Keys exist for both ciphers and codes, although the key for a code is a large codebook, with one or more symbols for each concept that can be encoded.
Encryption key
An encryption key, which is the same as the decryption key in a symmetrical cryptosystem, but different if the cryptosystem is asymmetrical, is used to transform plaintext to ciphertext.
Decryption key
A decryption key, which is the same as the encryption key in a symmetrical cryptosystem, but different if the cryptosystem is asymmetrical, is used to transform ciphertext to plaintext.
Symmetrical cryptosystems
In a symmetrical cryptosystem, the same key is used for encryption and decryption. As a result, it must be protected and often is called a secret key. Symmetrical cryptosystems are usually faster, and need a key that they can process efficiently.
Session keys
Modern encryption systems may use a more convenient and secure asymmetric cryptosystem to transfer session-generating keys, which are used to generate symmetrical keys used for a short period of time or a certain number of units of plaintext.
The session-generating keys may themselves be encrypted, with a symmetric or asymmetric key exchange key (KEK). Alternately a key agreement protocol such as Diffie-Hellman may be used; in these the two systems co-operate to securely create a key without transmitting it.
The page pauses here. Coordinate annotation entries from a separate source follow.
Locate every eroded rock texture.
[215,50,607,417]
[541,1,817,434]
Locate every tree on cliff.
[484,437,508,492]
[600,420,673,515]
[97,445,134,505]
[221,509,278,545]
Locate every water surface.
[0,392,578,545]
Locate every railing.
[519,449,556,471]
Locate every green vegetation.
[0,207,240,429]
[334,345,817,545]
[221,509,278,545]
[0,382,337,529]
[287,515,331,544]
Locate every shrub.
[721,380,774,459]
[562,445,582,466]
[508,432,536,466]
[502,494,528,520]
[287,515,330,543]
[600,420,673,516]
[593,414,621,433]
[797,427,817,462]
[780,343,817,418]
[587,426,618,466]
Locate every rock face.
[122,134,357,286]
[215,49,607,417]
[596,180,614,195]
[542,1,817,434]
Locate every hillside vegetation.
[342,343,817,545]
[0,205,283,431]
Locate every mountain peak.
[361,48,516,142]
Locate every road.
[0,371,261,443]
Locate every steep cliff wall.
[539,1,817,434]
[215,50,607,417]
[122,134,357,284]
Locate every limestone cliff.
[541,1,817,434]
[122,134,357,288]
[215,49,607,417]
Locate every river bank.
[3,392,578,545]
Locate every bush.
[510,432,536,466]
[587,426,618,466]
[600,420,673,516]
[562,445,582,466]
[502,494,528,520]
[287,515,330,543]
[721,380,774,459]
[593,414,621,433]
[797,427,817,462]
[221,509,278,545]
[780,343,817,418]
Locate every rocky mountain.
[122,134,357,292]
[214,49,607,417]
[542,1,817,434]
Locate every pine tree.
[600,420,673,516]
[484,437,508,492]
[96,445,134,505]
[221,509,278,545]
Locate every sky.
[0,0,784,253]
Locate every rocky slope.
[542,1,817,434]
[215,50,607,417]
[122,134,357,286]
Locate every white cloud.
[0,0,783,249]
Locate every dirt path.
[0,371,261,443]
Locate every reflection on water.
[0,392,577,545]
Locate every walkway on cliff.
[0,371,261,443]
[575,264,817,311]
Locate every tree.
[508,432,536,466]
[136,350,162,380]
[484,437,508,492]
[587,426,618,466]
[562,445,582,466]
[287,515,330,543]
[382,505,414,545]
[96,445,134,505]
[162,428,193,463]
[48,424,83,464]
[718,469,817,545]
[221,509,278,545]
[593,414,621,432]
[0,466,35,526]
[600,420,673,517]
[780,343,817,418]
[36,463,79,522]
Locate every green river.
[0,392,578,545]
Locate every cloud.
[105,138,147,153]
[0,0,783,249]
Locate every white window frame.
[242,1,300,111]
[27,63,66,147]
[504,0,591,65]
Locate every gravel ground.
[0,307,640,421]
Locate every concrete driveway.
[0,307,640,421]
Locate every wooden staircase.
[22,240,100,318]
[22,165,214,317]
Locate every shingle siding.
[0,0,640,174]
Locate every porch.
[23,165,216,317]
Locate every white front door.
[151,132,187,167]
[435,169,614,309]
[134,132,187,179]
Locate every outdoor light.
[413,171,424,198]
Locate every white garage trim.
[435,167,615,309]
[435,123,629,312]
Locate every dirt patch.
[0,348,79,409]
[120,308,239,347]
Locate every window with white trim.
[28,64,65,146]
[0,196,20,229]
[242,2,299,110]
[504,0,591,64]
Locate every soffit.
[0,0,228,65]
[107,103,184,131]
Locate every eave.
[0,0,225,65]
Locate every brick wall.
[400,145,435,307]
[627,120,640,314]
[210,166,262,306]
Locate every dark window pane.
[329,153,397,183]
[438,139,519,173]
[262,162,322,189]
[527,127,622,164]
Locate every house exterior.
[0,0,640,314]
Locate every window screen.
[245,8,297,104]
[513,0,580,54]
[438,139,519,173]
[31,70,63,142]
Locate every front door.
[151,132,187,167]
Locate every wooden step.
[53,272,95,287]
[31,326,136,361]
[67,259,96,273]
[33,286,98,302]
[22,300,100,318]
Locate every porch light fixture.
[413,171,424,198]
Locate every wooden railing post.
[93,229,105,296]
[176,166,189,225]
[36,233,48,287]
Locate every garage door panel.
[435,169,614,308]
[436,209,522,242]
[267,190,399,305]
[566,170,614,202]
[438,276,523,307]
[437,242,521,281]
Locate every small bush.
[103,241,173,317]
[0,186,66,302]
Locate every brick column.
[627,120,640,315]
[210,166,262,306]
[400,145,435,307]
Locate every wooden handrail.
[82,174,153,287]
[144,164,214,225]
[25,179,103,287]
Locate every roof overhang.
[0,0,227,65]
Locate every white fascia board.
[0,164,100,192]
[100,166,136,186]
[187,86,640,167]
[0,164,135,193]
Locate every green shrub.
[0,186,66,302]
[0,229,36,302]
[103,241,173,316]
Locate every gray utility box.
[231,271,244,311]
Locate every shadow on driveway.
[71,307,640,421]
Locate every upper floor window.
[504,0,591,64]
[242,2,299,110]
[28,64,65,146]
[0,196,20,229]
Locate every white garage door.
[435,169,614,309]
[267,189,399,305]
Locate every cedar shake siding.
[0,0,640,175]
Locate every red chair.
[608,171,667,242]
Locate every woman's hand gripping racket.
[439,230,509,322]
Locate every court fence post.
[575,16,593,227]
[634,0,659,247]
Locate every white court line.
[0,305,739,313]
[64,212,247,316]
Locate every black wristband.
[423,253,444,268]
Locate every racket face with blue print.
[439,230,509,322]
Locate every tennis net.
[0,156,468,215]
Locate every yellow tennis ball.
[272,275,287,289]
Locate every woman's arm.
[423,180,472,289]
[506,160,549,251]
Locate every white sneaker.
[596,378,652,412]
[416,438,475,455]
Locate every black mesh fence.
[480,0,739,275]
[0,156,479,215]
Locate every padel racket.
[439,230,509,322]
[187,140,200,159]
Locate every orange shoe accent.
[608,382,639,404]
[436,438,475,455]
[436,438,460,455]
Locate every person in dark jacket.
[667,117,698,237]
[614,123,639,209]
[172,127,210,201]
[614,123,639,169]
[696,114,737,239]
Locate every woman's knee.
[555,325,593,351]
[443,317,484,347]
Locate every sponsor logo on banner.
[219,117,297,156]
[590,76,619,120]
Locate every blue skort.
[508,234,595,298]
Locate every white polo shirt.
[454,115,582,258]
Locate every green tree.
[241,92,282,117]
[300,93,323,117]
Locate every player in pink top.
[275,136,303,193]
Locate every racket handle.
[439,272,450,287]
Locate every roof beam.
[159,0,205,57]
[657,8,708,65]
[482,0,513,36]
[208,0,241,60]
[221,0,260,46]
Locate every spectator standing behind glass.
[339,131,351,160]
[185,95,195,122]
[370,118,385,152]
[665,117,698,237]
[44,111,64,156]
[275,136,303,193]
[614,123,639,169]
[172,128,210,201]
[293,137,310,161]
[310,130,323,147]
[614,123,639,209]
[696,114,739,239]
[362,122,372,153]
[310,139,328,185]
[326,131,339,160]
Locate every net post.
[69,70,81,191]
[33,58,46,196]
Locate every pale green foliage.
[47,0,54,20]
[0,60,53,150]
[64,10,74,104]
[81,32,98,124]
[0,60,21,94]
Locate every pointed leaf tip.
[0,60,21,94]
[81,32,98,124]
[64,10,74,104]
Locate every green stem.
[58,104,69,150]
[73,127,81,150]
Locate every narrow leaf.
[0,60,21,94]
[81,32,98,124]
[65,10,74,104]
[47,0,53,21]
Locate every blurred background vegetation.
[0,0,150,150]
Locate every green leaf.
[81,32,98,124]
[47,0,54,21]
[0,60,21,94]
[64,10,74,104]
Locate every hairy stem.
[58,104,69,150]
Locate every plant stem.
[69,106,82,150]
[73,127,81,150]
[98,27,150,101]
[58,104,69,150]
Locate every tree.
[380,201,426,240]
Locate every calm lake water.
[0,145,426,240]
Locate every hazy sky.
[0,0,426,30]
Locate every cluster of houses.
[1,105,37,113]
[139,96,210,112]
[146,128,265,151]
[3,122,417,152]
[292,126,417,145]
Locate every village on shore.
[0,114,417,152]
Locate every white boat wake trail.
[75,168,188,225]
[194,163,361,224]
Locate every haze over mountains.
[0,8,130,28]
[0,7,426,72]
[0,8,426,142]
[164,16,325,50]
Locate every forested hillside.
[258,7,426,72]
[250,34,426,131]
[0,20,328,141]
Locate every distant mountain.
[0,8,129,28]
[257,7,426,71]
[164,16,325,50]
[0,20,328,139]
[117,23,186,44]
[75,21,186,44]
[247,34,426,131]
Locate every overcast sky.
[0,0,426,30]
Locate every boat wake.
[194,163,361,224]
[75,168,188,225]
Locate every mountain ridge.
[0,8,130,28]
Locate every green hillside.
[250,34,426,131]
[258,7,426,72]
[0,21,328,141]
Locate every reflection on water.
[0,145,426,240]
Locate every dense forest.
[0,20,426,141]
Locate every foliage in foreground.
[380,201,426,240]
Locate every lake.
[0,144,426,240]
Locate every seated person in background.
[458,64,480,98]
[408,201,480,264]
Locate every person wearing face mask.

The rules on when and how to switch to a new key during a specific system are specific to the cryptosystem in use. Some such systems, when establishing their connection, negotiate the rules they will use, perhaps using a protocol such as internet key exchange (IKE).
Asymmetrical cryptosystems
Asymmetrical cryptosystems, also known as public key cryptosystems operate around pairs of different keys with a complex mathematical relationship between them. Depending on the application, one is public, at least within a certain group of users, and one is private, to be held secret.
When the purpose of the cryptosystem is to ensure the contents of the message cannot be read by an unauthorized person (i.e.,content confidentiality), the public key is used as the encryption key, while the private key is used for decryption. Only an authorized user in possession of the decryption key can access the plaintext protected by the cryptosystem. For bilateral communications, there must be a key pair for each direction of communication.
If the cryptosystem is being used for authentication, a private key is used to encrypt a well-known signature or other credential of the sender. Any receiver can use the public key to decrypt the authentication message; the fact that it can be decrypted with a verified public key validates the sender's identity.